Biaffine layer for first-order scoring Dozat & Manning (2017).

This function has a tensor of weights \(W\) and bias terms if needed. The score \(s(x, y)\) of the vector pair \((x, y)\) is computed as \(x^T W y / d^s\), where d and s are vector dimension and scaling factor respectively. \(x\) and \(y\) can be concatenated with bias terms.

Parameters:

• n_in (int) – The size of the input feature.

• n_out (int) – The number of output channels.

• n_proj (Optional[int]) – If specified, applies MLP layers to reduce vector dimensions. Default: None.

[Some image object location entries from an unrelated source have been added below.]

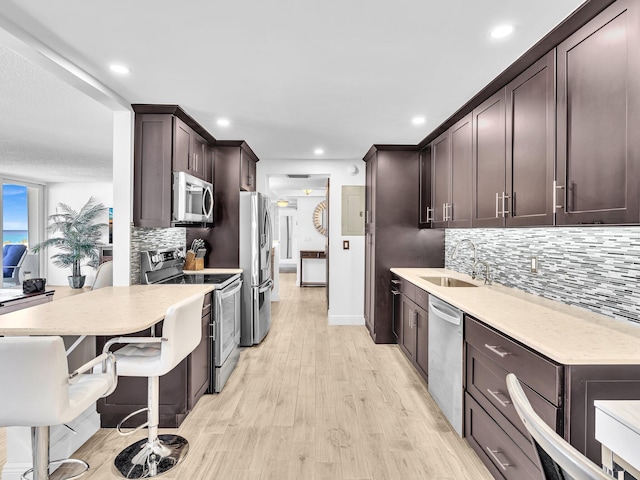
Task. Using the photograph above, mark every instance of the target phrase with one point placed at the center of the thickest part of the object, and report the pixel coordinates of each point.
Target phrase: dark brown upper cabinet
(426, 199)
(166, 139)
(391, 236)
(598, 108)
(530, 123)
(441, 165)
(461, 148)
(451, 164)
(190, 152)
(152, 164)
(490, 199)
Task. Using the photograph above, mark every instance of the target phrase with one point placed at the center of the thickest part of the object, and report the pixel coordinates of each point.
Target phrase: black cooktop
(222, 279)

• dropout (Optional[float]) – If specified, applies a SharedDropout layer with the ratio on MLP outputs. Default: 0.

• scale (float) – Factor to scale the scores. Default: 0.

• bias_x (bool) – If True, adds a bias term for tensor \(x\). Default: True.

• bias_y (bool) – If True, adds a bias term for tensor \(y\). Default: True.

• decompose (bool) – If True, represents the weight as the product of 2 independent matrices. Default: False.

• init (Callable) – Callable initialization method. Default: nn.init.zeros_.

forward(x: Tensor, y: Tensor) → Tensor

Parameters:

• x (torch.Tensor) – [batch_size, seq_len, n_in].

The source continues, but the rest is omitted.